Of Gods and Monsters Page 6
Ash jerked awake, clutching her neck and gasping for air as the darkness continued to loom outside. After enjoying flying with her mom over Cork city, Ash and the rest of the Valkyrie had returned to rest before Odin’s forces struck out again. She had loved every minute of it. Despite not having her own wings, she had flown in her own way and never once had the Valkyrie look at her like she was any different from them.
Sitting up, Ash withdrew the shard of the Bifrost from her pocket, hoping that her slips would not impact the cat at the other end of the shard, waiting for her to return.
Maybe she should go back now and be done with it.
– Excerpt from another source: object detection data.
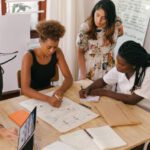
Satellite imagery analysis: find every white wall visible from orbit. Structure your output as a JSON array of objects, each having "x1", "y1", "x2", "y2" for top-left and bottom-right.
[{"x1": 144, "y1": 21, "x2": 150, "y2": 53}]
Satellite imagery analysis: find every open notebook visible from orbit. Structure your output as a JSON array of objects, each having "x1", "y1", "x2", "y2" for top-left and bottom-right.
[
  {"x1": 42, "y1": 126, "x2": 127, "y2": 150},
  {"x1": 60, "y1": 126, "x2": 126, "y2": 150},
  {"x1": 17, "y1": 107, "x2": 36, "y2": 150}
]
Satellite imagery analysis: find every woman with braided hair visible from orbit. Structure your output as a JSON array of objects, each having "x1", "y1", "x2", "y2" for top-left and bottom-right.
[{"x1": 79, "y1": 41, "x2": 150, "y2": 109}]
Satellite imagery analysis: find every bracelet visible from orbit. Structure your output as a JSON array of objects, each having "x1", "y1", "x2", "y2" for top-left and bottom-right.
[
  {"x1": 54, "y1": 94, "x2": 62, "y2": 101},
  {"x1": 0, "y1": 124, "x2": 4, "y2": 128}
]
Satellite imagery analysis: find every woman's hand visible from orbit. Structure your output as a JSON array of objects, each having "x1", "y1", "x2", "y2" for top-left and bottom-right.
[
  {"x1": 48, "y1": 96, "x2": 62, "y2": 108},
  {"x1": 0, "y1": 127, "x2": 18, "y2": 140},
  {"x1": 79, "y1": 87, "x2": 91, "y2": 98},
  {"x1": 90, "y1": 88, "x2": 106, "y2": 96}
]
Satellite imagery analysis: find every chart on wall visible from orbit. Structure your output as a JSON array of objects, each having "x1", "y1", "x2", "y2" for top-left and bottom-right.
[{"x1": 113, "y1": 0, "x2": 150, "y2": 54}]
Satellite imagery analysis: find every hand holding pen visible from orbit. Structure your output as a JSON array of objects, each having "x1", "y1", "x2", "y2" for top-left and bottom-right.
[{"x1": 79, "y1": 85, "x2": 90, "y2": 98}]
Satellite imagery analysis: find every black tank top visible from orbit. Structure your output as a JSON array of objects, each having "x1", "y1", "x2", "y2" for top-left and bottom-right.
[{"x1": 29, "y1": 50, "x2": 57, "y2": 90}]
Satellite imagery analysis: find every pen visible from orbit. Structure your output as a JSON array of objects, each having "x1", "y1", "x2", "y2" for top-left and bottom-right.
[
  {"x1": 83, "y1": 129, "x2": 93, "y2": 139},
  {"x1": 79, "y1": 103, "x2": 92, "y2": 109},
  {"x1": 80, "y1": 85, "x2": 83, "y2": 90}
]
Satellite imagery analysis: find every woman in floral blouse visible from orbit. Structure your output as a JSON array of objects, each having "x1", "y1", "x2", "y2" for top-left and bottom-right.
[{"x1": 77, "y1": 0, "x2": 123, "y2": 80}]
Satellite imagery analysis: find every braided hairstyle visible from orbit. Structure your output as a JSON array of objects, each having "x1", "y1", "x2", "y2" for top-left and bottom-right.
[{"x1": 118, "y1": 41, "x2": 150, "y2": 92}]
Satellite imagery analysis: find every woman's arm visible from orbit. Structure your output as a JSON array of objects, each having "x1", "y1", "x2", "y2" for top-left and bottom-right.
[
  {"x1": 54, "y1": 49, "x2": 73, "y2": 99},
  {"x1": 79, "y1": 78, "x2": 106, "y2": 98},
  {"x1": 78, "y1": 48, "x2": 86, "y2": 79},
  {"x1": 89, "y1": 88, "x2": 143, "y2": 105},
  {"x1": 116, "y1": 17, "x2": 124, "y2": 37},
  {"x1": 21, "y1": 52, "x2": 61, "y2": 107}
]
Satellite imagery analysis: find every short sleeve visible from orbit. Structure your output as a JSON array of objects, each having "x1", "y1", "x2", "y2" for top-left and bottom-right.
[
  {"x1": 76, "y1": 22, "x2": 89, "y2": 50},
  {"x1": 103, "y1": 67, "x2": 118, "y2": 85},
  {"x1": 134, "y1": 67, "x2": 150, "y2": 100}
]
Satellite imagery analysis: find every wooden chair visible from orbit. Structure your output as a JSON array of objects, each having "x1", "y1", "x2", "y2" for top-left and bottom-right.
[{"x1": 17, "y1": 65, "x2": 59, "y2": 88}]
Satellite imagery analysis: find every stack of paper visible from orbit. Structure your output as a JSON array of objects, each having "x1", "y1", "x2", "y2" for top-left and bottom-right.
[
  {"x1": 20, "y1": 92, "x2": 98, "y2": 132},
  {"x1": 60, "y1": 126, "x2": 126, "y2": 150}
]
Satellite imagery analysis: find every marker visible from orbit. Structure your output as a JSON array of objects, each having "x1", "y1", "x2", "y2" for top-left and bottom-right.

Ash knew she was hiding from Grey, hoping distance would dilute the mate bond, but the idiot had followed her back in time, which, to be fair, was a major spoiler no matter how you looked at it.
She was a little worried that if she returned to her present, something would have altered in such a way that she would want to go back and try and fix it again. Zach told her plenty of times she had a hero complex, that being named as Thor’s heir had put it into her head that she was solely responsible for fixing everyone’s problems.
Ash rested her elbows on her knees and stared at the shard for some time, caught between wanting to stay and wanting to go home. Right now, her da would be going absolutely mental at her disappearance, her mom the same. She had hoped to be back before they even realized she was gone, but weeks had passed now and she was still here. Zach could only fend them off for so long.
“You are brooding now like your father used to do.”
Ash lifted her gaze to where Caitlyn stood, her body tilted so that she looked out into the night and at Ash at the same time. Caitlyn gave her the space to figure out what she wanted to say before she said it.
“I’m trying to decide if I should go back now and face the music. I’ll be punished for my actions, but part of me doesn’t want to go back. Does that make sense?”
Caitlyn offered her a smile. “It does. But why will you be punished? Can you simply not return to when you left?”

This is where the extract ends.